There were 1,741,573 SNPs detected by all three callers on the studied chromosomes 3, 6, and 28, which was 71.6 % (81.6 %, 88.0 %) of SNPs detected by GATK (SAMtools, freebayes) in total. Genotype concordance (GC) defined as the proportion of individuals whose array-derived genotypes are the same as the sequence-derived genotypes over all non-missing SNPs on the array were 0.98 (GATK), 0.97 (freebayes) and 0.98 (SAMtools). Furthermore, the percentage of variants that had high values (>0.9) for another three measures (non-reference sensitivity, non-reference genotype concordance and precision) were 90 (88, 75) for GATK (SAMtools, freebayes).
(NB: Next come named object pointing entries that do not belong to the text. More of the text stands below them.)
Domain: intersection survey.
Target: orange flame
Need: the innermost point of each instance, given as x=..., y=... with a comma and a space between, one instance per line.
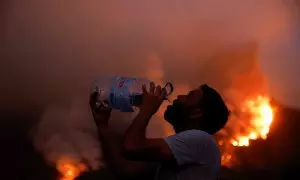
x=69, y=169
x=262, y=114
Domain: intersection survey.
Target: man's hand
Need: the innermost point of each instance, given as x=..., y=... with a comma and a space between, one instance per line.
x=101, y=114
x=152, y=99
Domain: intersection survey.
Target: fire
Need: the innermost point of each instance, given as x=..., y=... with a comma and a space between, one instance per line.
x=257, y=115
x=69, y=169
x=262, y=115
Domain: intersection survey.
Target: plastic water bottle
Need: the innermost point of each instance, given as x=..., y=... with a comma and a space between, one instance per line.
x=121, y=92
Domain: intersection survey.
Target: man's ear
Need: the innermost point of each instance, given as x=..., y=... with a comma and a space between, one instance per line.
x=196, y=113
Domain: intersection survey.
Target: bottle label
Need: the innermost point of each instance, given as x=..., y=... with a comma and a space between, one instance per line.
x=120, y=94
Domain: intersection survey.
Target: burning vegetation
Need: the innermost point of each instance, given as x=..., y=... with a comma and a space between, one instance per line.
x=69, y=169
x=255, y=116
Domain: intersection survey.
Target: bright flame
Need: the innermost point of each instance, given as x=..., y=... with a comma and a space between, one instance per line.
x=262, y=115
x=69, y=169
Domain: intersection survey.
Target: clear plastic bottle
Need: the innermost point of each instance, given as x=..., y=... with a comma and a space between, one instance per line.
x=120, y=92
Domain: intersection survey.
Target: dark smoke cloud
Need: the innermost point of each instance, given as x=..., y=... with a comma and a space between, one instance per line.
x=51, y=50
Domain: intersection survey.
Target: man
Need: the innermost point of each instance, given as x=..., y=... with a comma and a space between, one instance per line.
x=189, y=154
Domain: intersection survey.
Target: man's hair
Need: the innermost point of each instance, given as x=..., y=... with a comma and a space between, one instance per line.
x=215, y=113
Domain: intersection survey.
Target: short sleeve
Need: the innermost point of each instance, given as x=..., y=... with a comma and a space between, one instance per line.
x=193, y=147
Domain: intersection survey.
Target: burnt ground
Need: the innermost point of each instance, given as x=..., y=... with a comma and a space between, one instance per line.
x=275, y=158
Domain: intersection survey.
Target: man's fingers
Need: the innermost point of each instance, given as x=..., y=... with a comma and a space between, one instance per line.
x=158, y=90
x=163, y=93
x=144, y=89
x=93, y=99
x=152, y=87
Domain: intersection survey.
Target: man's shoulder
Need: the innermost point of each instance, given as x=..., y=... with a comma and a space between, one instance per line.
x=195, y=134
x=194, y=137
With all imputation programs, correlation between original and imputed genotypes was >0.95 on average with randomly masked 1000 SNPs from the SNP array and >0.85 for a leave-one-out cross-validation within sequenced individuals.
Performance of all variant callers studied was very good in general, particularly for GATK and SAMtools. FImpute performed slightly worse than Minimac and IMPUTE2 in terms of genotype correlation, especially for SNPs with low minor allele frequency, while it had lowest numbers in Mendelian conflicts in available father-progeny pairs. Correlations of real and imputed genotypes remained constantly high even if individuals to be imputed were several generations away from the sequenced individuals.
过去十年的技术进步使得在相对较短的时间内对数百万条DNA读数进行测序成为可能。基于不同算法的几种变异检测工具应运而生,使得从全基因组序列中提取单核苷酸多态性(SNP)成为可能。通常,一个群体中只有少数个体被完全测序,然后使用推算方法来获取其他个体所有基于序列的SNP位点的基因型,这些个体使用基因分型芯片对一部分SNP进行了基因分型。
首先,我们比较了使用不同变异检测工具(即GATK、freebayes和SAMtools)检测到的变异集,并在一组50个全测序的白来航鸡和褐来航鸡中检查了所检测变异的基因型质量。其次,我们使用来自六个不同世代的约1000个个体的数据,评估了从高密度SNP芯片数据推算到全基因组序列时的推算准确性(以每个SNP和每个个体的推算基因型与真实基因型之间的相关性以及父子对之间的基因型冲突来衡量)。在不同的验证场景中检查了三个不同的推算程序(Minimac、FImpute和IMPUTE2)。
在研究的3号、6号和28号染色体上,所有三个检测工具共检测到1,74,573个SNP,占GATK(SAMtools、freebayes)检测到的SNP总数的71.6%(81.6%、88.0%)。基因型一致性(GC)定义为在芯片上所有非缺失SNP中,其芯片衍生基因型与序列衍生基因型相同的个体比例,GATK为0.98,freebayes为0.97,SAMtools为0.98。此外,对于另外三个指标(非参考敏感性、非参考基因型一致性和精确性)具有高值(>0.9)的变异百分比,GATK为90(SAMtools为88,freebayes为75)。使用所有推算程序,对于从SNP芯片中随机屏蔽的1000个SNP,原始基因型与推算基因型之间的平均相关性>0.95,对于测序个体中的留一法交叉验证,相关性>0.85。
总体而言,所有研究的变异检测工具的性能都非常好,特别是GATK和SAMtools。在基因型相关性方面,FImpute的表现略逊于Minimac和IMPUTE2,尤其是对于次要等位基因频率较低的SNP,而在可用的父子对中,其孟德尔冲突数量最少。即使要推算的个体与测序个体相隔几代,真实基因型与推算基因型之间的相关性仍然持续很高。